The aspiration of shadows
Sunday, August 6
During my run this morning, the powerlines overhead were cast in perfect shadows along the gravel road – a row of five black lines, segmented every twenty-five yards by the shadow of a utility pole. As my own shadow shuffled between the lines, it seemed that I'd become a giant single note playing silently across a sheet of music. It didn’t stop there. On the way back, the gathering heat forced me out of my shirt. I tucked the tee in the back of my waistband. When I emerged from beneath a stretch of trees, I saw the sun had rendered me an animal on its hindquarters, tail bobbing with flight and freedom.
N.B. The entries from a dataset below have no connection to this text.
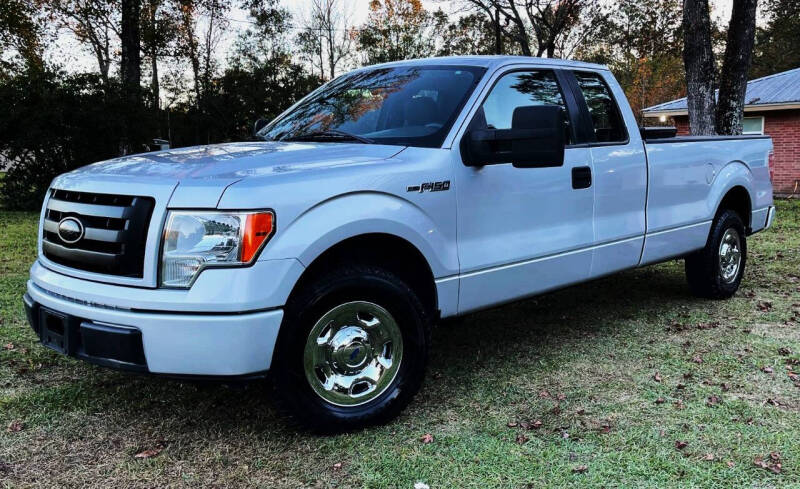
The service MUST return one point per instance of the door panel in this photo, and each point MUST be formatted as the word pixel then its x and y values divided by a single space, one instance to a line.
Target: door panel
pixel 522 231
pixel 620 173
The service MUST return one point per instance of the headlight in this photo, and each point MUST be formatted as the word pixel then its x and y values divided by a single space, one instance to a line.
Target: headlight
pixel 194 240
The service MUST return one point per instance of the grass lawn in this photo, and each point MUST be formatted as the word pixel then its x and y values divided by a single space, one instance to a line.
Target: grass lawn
pixel 589 386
Later during an afternoon walk, my eight-pound chihuahua fell under the same spell, his small body casting a massive hunch-backed shadow from the sidewalk into the street – a whip for a tail, axe blades for ears. I am Cerberus, he sniffed at a marigold bush, Hound of Hell. Whoever said the sun was nothing but heat and humidity.
A luxury lawn planter
Friday, August 4
There’s a house in Ferrisburgh that fronts Route 7. A small patch of lawn spills down to the roadway. For months now, a dusty green Jaguar -- of the XJ family, I believe -- has been parked at the lower edge, nose angled at the oncoming traffic. Looks mid-to-late '90s. No license plate, no for-sale sign; weeds creeping up the tires, grass reaching for the bumpers -- consumption at the pace of nature. A truck door, several wood-bed trailers and a rusty farm thresher sit on the slope above. The rareified luxury sedan seems just another piece of junked equipment, its feline hood ornament frozen in mid leap. Jaguar is now owned by Ford, which yesterday widened its historic recall of trucks, SUVs and vans to 6.7 million (due to engine fire). Industry analysts have suggested the faltering motor company, a once holy symbol of American industry, may have to jettison its prestigious Jaguar division to survive. Perhaps one of those analysts lives on Route 7 in Ferrisburgh. Or perhaps Vermonters are just good at sensing turns in the weather.